Anyone else have this problem, a sort of ‘doo-whip’ noise every few seconds as the strobe charges and discharges.

Engineer’s solution (earthing absolutely everything it seems) is time consuming, expensive and he accepts he doesn’t know if it’ll help!

Cheers, Sam.

Replace with LED counterpart. Less power, longer life. And just as ineffective to avoid collision.

EBZH Kiewit, Belgium

I’m afraid the engineer is right. It’s a very common problem and earthing is usually the solution (although often there is no complete solution).

Is it one of those 1970s flash light strobe systems? I have recently switched from standard nav lights to LED nav lights and they produce more noise!

Replace with LED counterpart.

On certified aircraft usually not a legal option. Beacons and nav lights are available STCed for some aircraft under some registrations but strobes not yet.

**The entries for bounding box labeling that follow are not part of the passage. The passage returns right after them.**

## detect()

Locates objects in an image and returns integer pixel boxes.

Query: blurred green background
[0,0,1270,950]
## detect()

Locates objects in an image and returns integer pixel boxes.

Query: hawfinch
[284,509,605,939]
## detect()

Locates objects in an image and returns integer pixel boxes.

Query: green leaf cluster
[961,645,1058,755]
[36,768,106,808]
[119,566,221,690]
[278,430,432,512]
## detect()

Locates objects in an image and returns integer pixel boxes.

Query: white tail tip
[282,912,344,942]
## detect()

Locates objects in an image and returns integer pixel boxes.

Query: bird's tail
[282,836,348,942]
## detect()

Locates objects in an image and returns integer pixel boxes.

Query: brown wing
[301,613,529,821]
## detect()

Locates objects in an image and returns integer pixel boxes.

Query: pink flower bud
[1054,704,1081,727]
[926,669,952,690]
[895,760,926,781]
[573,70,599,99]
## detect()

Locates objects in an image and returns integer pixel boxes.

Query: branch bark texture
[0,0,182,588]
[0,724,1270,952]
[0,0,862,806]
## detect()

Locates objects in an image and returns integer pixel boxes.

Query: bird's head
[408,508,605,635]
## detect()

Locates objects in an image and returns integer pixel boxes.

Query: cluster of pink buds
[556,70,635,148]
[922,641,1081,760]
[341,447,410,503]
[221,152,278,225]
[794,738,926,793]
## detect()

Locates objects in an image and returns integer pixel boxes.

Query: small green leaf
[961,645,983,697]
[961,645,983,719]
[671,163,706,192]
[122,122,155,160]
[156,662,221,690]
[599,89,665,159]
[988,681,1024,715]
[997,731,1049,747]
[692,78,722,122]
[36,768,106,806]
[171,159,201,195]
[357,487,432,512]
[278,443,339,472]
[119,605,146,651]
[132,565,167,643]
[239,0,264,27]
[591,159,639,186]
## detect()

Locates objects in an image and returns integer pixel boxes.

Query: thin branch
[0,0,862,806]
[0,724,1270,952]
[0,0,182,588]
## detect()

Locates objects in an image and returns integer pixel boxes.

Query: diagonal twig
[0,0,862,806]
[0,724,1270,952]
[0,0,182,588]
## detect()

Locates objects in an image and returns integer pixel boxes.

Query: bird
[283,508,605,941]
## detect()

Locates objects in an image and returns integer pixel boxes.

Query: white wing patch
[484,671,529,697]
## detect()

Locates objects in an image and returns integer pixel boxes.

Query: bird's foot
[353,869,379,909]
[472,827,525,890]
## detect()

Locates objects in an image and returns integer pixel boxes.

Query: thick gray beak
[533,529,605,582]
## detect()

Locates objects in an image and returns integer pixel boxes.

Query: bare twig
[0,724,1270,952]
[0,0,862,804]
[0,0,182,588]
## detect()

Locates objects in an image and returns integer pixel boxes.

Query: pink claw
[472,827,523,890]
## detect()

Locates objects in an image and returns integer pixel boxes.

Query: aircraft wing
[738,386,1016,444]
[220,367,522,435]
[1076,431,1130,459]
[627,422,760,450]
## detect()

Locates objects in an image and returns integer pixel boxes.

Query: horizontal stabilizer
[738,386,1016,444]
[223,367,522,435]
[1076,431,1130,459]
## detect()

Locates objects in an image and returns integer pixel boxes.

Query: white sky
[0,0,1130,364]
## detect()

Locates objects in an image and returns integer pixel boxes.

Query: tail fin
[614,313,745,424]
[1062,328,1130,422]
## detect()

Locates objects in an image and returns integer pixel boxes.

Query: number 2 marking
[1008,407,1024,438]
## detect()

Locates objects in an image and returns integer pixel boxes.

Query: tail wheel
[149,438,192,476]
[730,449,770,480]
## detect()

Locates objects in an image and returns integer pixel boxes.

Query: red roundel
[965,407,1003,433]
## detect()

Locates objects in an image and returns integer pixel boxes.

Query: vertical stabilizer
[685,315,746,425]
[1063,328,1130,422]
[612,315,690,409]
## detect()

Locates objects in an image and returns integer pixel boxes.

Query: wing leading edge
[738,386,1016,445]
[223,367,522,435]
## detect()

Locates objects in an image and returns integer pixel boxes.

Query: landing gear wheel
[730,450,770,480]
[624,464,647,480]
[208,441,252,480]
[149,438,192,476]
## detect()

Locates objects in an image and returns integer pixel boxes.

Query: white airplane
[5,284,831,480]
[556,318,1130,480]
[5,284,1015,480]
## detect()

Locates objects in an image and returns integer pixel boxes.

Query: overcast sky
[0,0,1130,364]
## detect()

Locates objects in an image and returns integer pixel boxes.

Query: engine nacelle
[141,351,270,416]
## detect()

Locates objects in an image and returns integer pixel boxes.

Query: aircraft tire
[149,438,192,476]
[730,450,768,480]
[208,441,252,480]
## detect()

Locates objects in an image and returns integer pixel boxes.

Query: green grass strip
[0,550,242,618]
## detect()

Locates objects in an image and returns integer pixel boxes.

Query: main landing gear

Last Edited by achimha at 29 May 15:32

Earthing everything which has an earth terminal.
Shielding the cables going to the strobe lights, but not running any current through the wire shield, and earthing the shield to the airframe at both ends.

Administrator
Shoreham EGKA, United Kingdom

Peter, far be it from me to teach you lessons, but are you sure the noise is radiated from the cables in the form of radio waves? Your suggestions imply so, but it seems unlikely to me. I feel strongly (not hindered by any factual knowledge…) that the noise is mostly produced by the switching power supply required to generate the 200 or so V= that these paleolithic xenon tubes need; and then finds its way into the avionics through the power supply wiring. The shielding you recommend can never do wrong, and solid earth cabling is the first of all anyway; but I feel a couple of LC filters in the supply lines might be more effective. Especially close to the strobe power box.

Last Edited by at 29 May 16:28
EBZH Kiewit, Belgium

I agree with you Jan. The strobe whistling (extremely common in GA) is the inverter’s noise, being distributed around the aircraft by conduction and radiation.

I have been doing RF/EMC compliance testing (and bodging) for many years…

It’s a matter of what is the easiest, for the average maintenance shop. I would suggest that rewiring with shielded cable is something any “avionics man” can do. And if that works, fine.

Installing LC filters in the power input to the inverter would be the next thing. Something like this

Getting these with “aviation paperwork” is the next challenge.

Administrator
Shoreham EGKA, United Kingdom

earthing the shield to the airframe at both ends.

Both ends, really?

ESKC (Uppsala/Sundbro), Sweden

Yes; the reason for one end only is a different scenario. Sorry to be brief… packing for going away.

BTW, Socata run the strobe cable (shielded) on the outside of the wing. It lies in the training edge cavity.